Toen ikzelf voor het eerst op huizenjacht ging, maakte ik dus prachtige foto’s van schilderachtige en bouwvallige huizen die ik thuis vol trots liet zien. Clara lag bij te komen van de eerste bevalling en de foto’s brachten haar in verrukking. Het duurde even voordat ik begreep dat het niet de bedoeling kon zijn dat wij in zo’n bouwval zouden gaan wonen. Vanaf dat moment ging ik andere, meer realistische foto’s maken. Waardoor we nu, na al die jaren, in een huis wonen dat recht overeind is blijven staan.
Op veel winterlandschappen wordt armoe geromantiseerd, ook op dit werkje van Albert Temming (1942). De vervallen, rietgedekte huisjes langs de waterkant worden vaak als entourage gebruikt om een idyllisch, landelijk effect te bewerkstelligen. Heel af en toe, en dan moet je nog goed kijken ook, zie je in een verstoken hoekje links of rechts op het doek, een oud vrouwtje voorbijlopen met een takkenbos op haar rug waarmee ze de bittere kou in haar huisje moet trotseren.
Maar ook zo’n vrouwtje dient slechts als stoffering.

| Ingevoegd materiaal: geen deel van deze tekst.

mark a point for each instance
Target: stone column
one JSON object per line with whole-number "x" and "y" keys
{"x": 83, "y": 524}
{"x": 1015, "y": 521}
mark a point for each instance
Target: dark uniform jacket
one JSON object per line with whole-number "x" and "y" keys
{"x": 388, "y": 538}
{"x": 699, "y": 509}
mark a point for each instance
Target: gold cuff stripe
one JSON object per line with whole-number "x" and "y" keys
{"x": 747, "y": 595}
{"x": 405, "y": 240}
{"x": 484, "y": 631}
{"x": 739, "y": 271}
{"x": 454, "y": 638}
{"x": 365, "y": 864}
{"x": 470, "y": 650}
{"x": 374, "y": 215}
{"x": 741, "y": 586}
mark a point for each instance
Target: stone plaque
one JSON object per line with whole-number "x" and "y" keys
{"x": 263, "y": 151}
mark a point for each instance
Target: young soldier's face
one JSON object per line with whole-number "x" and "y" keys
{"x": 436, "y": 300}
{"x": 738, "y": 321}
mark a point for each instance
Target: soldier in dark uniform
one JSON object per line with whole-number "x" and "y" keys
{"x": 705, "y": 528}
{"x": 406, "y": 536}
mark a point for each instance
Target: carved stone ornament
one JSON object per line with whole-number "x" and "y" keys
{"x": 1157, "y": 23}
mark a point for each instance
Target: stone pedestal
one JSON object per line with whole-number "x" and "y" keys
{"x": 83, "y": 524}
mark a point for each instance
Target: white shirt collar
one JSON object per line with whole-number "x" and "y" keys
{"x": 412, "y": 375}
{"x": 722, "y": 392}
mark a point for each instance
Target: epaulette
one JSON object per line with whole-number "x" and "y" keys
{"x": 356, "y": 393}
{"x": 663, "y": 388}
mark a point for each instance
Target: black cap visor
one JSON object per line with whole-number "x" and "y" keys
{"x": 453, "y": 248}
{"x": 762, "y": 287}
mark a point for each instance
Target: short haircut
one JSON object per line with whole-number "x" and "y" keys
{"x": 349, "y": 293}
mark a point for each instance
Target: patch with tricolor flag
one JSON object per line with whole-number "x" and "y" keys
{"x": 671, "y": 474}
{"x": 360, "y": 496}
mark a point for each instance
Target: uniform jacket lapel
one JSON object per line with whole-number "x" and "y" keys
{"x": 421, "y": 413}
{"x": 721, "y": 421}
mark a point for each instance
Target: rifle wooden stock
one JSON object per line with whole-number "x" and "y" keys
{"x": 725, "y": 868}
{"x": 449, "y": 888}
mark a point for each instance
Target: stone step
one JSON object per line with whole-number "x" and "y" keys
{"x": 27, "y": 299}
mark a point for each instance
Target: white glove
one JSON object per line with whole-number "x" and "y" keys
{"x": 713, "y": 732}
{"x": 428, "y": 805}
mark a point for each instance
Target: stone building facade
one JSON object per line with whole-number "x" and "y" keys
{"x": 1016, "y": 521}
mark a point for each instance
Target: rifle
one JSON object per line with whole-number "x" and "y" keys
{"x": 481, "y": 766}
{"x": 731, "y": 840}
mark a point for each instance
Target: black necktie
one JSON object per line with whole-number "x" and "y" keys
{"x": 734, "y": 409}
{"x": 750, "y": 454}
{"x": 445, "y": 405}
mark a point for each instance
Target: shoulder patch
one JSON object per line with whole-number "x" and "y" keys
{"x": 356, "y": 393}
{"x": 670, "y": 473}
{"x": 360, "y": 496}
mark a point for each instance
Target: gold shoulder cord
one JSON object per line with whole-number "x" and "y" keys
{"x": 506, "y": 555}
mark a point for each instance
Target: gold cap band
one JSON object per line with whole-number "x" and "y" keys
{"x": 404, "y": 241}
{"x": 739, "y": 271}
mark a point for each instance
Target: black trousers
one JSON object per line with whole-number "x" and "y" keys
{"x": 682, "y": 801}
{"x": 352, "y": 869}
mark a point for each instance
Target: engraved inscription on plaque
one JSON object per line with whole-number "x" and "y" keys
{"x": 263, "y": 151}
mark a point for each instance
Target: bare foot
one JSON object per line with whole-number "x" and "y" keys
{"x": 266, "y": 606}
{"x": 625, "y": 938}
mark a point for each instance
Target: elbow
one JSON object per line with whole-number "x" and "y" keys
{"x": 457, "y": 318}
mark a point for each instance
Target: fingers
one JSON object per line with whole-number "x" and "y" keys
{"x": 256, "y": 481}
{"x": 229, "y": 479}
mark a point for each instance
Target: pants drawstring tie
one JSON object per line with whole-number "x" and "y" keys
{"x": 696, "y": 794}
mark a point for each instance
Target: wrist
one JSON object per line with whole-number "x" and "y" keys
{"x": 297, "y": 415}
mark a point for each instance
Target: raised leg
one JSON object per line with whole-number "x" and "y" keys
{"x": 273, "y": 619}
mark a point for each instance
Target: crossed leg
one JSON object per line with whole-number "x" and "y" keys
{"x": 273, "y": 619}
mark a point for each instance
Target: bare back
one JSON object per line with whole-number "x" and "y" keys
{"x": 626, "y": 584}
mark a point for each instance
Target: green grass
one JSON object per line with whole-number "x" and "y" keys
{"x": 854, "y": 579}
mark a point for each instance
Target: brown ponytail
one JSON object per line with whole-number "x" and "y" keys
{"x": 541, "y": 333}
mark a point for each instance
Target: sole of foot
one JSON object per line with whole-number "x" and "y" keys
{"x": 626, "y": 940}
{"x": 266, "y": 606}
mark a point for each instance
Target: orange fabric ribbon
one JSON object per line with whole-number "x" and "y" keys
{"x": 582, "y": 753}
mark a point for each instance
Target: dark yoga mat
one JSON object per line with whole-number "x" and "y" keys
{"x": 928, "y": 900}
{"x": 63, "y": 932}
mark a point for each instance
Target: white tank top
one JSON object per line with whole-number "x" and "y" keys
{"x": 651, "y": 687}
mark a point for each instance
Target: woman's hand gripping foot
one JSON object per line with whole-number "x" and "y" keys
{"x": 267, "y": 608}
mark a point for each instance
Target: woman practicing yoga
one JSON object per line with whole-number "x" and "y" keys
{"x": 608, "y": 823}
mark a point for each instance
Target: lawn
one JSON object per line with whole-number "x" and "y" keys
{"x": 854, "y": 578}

Vooral in de winter, de tijd dat romantische schilders erop uit trokken, was de armoede immens. Er was immers geen opbrengst uit eigen tuin en er werd kou geleden door mensen die niks te verstoken hadden. Dat waren er veel. In arme streken zoals Drenthe, waar eigenlijk het hele jaar door honger werd geleden, maar ook in de andere provincies was in de winterperiode vaak sprake van regelrechte hongersnood. In Noord-Holland stuurde de gouverneur een brief naar de burgemeesters, met daarin een oproep aan alle vermogende mensenvrienden om “hunne behoeftige natuurgenoten gedurende de naderende winter tegemoet te komen.” Dat was in 1819, zeven jaar nadat Schelfhout zijn eerste romantische winterlandschap had geschilderd. In diezelfde jaren ondersteunde de herensociëteit Momus (in Maastricht) in de wintermaanden keer op keer de gaarkeuken voor minderbedeelden in die stad.
Friedrich Engels, de kompaan van Karl Marx, merkte ooit op dat de hogere klassen, als ze met hun voertuig naar het centrum van de stad gingen om daar te werken, altijd vanuit hun sjieke buitenverblijven door fraaie boulevards naar het stadscentrum reden. De arme volkswijken die achter die boulevards verscholen lagen, kregen ze nooit te zien.
Op dezelfde wijze hielden de romantische winterlandschappen, die alleen door de gegoede burgerij betaald konden worden, de bittere realiteit buiten de deur. Ze waren misschien geen ‘vensters op de wereld’, maar hielden de wereld juist klein.